Enigma of Being

“What would’ve been my life like had my dad succumbed to that heart attack when he was barely forty-two,” he resumed his tale. “My third-rate degree was just on hand then and there was nothing else for us to fall back upon in such an eventuality; maybe, it was his will-power to avert our downslide that kept him alive. Or it could be the destiny of my own siblings that intervened with his fate to keep him going as their interests wouldn’t have been as well served by my life, and I too couldn’t have been as carefree as I was in my youth, which had been the crux of my life. But before that when my grandfather passed away, given our attachment, my father was worried to death that it would upset me no end, and so he asked his cousin to break the news only after preparing me for that. Oh, how my poor grandfather used to insist on knowing my exam schedule for him to do the Sundara Kãnda parayanamfor good tidings at my exam time, and it takes some eight hours or more to recite the epic even for a regular that he was; if only I had put in my studies half of his efforts to invoke the divine grace upon me; how some of the experiences of life seem sweeter in recollection!”

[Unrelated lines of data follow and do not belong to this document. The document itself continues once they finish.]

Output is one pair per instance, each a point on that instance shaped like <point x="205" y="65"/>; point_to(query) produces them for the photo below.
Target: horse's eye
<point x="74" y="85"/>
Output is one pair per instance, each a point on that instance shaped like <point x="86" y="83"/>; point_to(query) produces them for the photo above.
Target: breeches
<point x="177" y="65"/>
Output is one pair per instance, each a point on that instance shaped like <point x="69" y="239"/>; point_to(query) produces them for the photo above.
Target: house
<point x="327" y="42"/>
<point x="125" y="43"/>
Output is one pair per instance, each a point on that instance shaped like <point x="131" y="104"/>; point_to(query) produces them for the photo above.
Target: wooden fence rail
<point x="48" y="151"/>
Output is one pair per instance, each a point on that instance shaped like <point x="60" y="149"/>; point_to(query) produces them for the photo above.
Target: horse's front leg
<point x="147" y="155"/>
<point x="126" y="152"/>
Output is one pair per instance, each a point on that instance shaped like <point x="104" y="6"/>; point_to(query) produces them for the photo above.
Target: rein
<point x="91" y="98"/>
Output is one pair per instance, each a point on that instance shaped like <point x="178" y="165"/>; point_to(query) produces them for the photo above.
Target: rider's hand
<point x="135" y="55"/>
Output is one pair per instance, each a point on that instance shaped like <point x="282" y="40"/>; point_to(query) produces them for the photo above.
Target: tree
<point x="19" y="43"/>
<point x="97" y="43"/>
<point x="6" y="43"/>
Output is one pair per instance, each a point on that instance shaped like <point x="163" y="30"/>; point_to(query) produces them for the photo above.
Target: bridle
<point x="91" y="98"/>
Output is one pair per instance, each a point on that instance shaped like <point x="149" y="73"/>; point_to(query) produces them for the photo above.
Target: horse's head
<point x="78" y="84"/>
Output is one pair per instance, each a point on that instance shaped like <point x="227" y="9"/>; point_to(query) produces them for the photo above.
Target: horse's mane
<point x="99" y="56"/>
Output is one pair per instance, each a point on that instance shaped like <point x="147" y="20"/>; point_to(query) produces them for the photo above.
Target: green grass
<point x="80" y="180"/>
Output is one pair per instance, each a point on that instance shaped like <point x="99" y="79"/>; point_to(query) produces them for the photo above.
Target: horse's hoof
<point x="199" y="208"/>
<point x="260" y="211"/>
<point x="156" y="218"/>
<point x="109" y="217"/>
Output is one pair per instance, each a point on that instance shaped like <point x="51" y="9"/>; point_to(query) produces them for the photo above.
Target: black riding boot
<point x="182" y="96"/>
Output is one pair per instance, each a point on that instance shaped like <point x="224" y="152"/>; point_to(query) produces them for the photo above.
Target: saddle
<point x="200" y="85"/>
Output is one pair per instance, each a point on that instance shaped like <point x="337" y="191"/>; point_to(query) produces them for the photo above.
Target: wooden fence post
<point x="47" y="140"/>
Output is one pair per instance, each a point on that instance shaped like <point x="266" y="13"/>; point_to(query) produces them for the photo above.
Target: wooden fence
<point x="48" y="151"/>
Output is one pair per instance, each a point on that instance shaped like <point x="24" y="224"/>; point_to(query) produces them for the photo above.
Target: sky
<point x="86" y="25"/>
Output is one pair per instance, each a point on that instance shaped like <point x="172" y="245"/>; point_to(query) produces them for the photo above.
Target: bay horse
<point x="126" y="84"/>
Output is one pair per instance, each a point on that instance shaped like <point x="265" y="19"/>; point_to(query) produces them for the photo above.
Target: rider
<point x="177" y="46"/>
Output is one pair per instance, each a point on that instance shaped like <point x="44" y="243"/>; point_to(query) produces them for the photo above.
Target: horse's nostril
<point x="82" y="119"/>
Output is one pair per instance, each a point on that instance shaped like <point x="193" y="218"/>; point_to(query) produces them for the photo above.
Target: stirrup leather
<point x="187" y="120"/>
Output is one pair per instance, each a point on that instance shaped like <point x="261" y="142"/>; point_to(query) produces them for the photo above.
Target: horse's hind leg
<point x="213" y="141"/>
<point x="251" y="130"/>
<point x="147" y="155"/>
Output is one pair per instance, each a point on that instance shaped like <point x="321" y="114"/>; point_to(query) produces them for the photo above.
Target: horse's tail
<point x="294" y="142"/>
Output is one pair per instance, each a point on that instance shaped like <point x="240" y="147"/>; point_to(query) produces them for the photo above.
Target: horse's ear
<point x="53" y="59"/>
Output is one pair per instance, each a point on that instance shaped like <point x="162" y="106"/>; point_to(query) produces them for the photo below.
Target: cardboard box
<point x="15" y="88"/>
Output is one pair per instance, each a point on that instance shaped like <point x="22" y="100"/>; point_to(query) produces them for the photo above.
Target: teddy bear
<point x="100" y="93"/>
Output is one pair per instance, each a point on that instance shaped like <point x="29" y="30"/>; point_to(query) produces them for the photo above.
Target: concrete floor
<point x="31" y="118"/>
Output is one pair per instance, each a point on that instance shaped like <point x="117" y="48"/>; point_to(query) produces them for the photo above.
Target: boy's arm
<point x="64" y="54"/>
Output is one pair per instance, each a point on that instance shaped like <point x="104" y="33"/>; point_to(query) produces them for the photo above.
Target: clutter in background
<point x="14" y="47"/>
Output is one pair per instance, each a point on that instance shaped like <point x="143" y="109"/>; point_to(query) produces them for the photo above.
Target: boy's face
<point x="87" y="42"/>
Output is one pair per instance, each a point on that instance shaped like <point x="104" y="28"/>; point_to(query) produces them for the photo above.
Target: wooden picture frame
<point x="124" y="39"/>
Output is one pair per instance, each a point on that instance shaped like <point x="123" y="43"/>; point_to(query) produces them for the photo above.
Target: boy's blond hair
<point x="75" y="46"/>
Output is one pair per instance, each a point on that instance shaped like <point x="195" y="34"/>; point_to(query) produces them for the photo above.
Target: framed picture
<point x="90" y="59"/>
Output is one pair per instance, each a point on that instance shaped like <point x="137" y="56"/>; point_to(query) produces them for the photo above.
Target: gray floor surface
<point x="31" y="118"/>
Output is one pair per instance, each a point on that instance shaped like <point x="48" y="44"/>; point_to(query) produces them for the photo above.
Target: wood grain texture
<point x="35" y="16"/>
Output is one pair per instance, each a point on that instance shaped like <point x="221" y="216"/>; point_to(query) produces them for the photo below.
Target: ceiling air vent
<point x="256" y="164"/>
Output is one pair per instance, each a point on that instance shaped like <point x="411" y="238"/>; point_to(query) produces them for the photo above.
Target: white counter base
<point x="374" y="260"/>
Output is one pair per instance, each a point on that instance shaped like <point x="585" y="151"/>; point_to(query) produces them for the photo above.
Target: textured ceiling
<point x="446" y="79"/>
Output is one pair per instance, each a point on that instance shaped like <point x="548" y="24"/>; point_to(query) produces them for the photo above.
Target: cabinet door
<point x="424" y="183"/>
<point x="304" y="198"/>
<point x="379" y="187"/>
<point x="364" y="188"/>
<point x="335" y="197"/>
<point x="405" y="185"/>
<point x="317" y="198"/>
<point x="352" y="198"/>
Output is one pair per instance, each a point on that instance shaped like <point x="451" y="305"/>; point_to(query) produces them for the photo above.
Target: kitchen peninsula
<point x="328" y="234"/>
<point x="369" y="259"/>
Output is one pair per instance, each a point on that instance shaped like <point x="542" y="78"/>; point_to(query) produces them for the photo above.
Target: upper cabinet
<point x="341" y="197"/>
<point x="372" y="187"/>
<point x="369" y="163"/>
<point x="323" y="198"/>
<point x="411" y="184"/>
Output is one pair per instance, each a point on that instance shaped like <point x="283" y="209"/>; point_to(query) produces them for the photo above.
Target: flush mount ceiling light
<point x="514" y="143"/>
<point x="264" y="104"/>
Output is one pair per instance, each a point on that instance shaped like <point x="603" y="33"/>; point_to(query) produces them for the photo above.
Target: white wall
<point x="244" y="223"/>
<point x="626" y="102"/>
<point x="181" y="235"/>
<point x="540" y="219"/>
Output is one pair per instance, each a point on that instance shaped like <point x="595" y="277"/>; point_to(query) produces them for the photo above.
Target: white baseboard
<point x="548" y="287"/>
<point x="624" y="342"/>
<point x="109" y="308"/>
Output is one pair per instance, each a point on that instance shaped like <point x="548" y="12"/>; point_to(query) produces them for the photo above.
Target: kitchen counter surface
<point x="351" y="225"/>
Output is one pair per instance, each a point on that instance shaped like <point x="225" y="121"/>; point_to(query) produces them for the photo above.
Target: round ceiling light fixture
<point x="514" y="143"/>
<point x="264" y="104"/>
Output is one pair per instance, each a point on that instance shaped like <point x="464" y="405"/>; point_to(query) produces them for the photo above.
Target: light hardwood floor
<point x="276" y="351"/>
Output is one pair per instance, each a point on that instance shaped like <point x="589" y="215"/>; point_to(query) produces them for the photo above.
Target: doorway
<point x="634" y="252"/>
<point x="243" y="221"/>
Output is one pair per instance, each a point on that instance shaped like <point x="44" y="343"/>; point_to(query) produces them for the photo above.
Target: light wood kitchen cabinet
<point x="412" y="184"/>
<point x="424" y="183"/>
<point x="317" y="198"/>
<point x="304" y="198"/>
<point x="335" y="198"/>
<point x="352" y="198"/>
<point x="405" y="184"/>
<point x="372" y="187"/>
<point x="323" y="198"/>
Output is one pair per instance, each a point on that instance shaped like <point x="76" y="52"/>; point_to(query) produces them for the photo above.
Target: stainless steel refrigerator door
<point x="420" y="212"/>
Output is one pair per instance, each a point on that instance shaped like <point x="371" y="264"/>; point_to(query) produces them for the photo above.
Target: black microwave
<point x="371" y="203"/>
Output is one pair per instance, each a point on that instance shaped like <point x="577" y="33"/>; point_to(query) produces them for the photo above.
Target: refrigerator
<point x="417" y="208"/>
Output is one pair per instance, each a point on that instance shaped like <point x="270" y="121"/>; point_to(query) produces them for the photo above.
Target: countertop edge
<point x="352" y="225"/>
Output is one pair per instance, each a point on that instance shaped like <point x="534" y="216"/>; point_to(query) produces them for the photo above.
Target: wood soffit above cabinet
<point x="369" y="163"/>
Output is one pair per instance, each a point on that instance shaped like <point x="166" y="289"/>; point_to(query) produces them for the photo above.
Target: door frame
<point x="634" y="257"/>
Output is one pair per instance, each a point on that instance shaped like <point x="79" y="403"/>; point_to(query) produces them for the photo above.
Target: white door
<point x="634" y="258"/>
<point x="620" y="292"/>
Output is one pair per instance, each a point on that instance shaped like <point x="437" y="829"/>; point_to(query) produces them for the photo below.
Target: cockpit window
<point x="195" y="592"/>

“Don’t they say man loves his grandchildren more than he ever loved his own offspring?”

“Surely, you would have a grasp of it when you reach that station of life,” he said as his eyes turned moist. “How I regret that I’d never paid heed to his letters for they were all carbon copies; what was worse, I never wrote home, aware though I was how eagerly my grandfather - not to speak of my father – looked forward to my missives; the errand boy at my father’s office once told me that it was his daily chore to check up for my letters at the head post office. Well that was the eagerness with which my father awaited my letters that shamefully I never wrote; but still, I didn’t mend my ways for I was lost in my own wayward ways. It was another story that my grandmother’s villainy saw my father’s hand behind my indifference to my grandpa’s missives to grind her inheritance axe, whatever, as and when I was short of money, the requisition and the compliance were both telegraphed. I learnt from my mother much later, how anxious my dad was to see that I was not inconvenienced even for a day, and if only I knew what a hassle it was for him to arrange the money for me, I wouldn’t have been the spendthrift I turned out to be. Oh, why didn’t he tell me how hard up he was; would I have been so insensitive as not to have tightened my belt? When my father wrote to me that his errand boy died in a road mishap not on his routine postal trip but on some official duty, as if to spare him the pangs of guilt, I could picture the sentimental side of him that I had never seen till then; but as my eyes welled up withtears, it struck me that I wasn’t in tears when I learnt about my grandfather’s death in spite of our attachment. Maybe it had all to do with the fact that he died at a ripe old age or it could be that I was subconsciously reconciled to his end.”